We developed a machine learning model for delirium prediction in ICU patients using routinely measured variables, including physiological waveforms. Our study demonstrates the potential of the RF model in predicting delirium, with consistent performance across various validation scenarios. The model uses noninvasive variables, making it applicable to a wide range of ICU patients, with minimal additional risk.
重症监护病房(ICU)患者的谵妄构成了重大挑战,影响患者预后和医疗保健效率。开发一种准确的、实时的谵妄预测模型是重症监护领域的一项进步,可满足ICU中及时干预和资源优化的需求。
我们旨在仅使用连续生理数据创建一种用于预测ICU患者谵妄的新型机器学习模型。
我们开发了整合常规可用临床数据(如年龄、性别和患者监测设备输出)的模型,以确保在不同临床环境中的实用性和适应性。
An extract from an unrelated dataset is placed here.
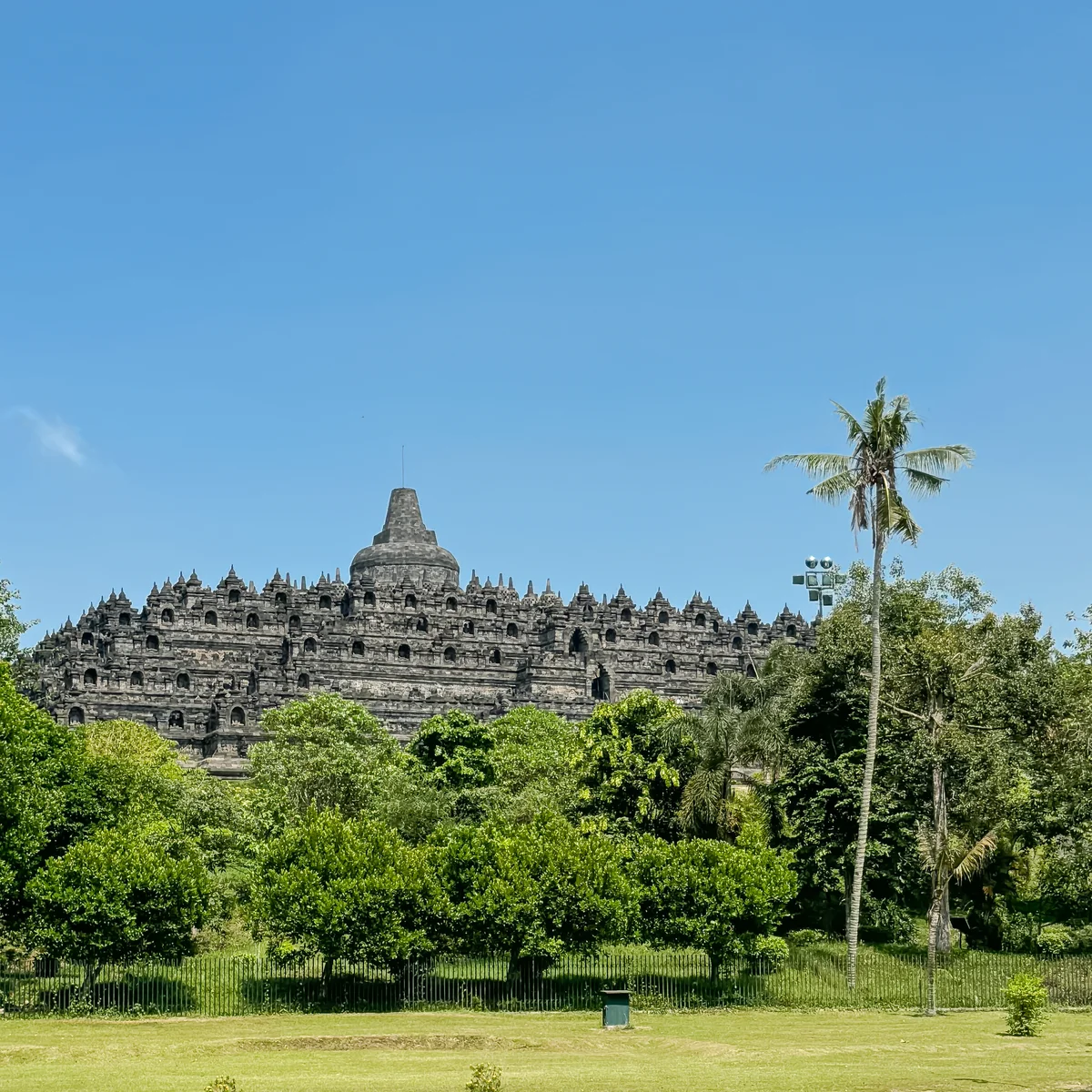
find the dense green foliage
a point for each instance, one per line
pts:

为了确认谵妄判定记录的可靠性,我们前瞻性地收集了2021年5月17日至2022年12月23日由合格研究人员进行的ICU意识模糊评估方法(CAM-ICU)评估结果,计算科恩κ系数。如果参与者在ICU入院时年龄≥18岁,使用CAM-ICU进行谵妄评估,并且在谵妄诊断或未诊断前至少收集了4小时的数据,则纳入本研究。龙仁圣母医院的开发队列(2020年3月1日至2022年1月12日)包括5478条记录:来自651名患者的5129条(93.62%)记录用于训练,来自163名患者的349条(6.37%)记录用于内部验证。为了进行时间验证,我们使用了同一家医院(2022年1月28日至2022年12月31日)的4438条记录以反映潜在的季节变化。使用庆熙大学医院670名患者的数据(2022年3月至2022年9月)进行外部验证。我们评估了机器学习算法(随机森林[RF]、极端随机树分类器和轻梯度提升机),并根据其性能选择RF模型作为最终模型。为了确认临床实用性,进行了决策曲线分析和ICU住院期间模型预测的时间模式分析。
ICU护士生成并经合格研究人员前瞻性验证的标签之间的κ系数为0.81,表明CAM-ICU结果可靠。我们的最终模型在内部验证中表现出强大的性能(受试者工作特征曲线下面积[AUROC]:0.82;精确召回率曲线下面积[AUPRC]:0.62),并在时间验证中保持其准确性(AUROC:0.73;AUPRC:0.85)。外部验证支持其有效性(AUROC:0.84;AUPRC:0.77)。决策曲线分析显示在所有阈值下净效益均为正,时间模式分析显示随着实际谵妄诊断时间的临近,模型分数逐渐增加。
我们使用包括生理波形在内的常规测量变量开发了一种用于预测ICU患者谵妄的机器学习模型。我们的研究证明了RF模型在预测谵妄方面的潜力,在各种验证场景中具有一致的性能。该模型使用非侵入性变量,适用于广泛的ICU患者,额外风险最小。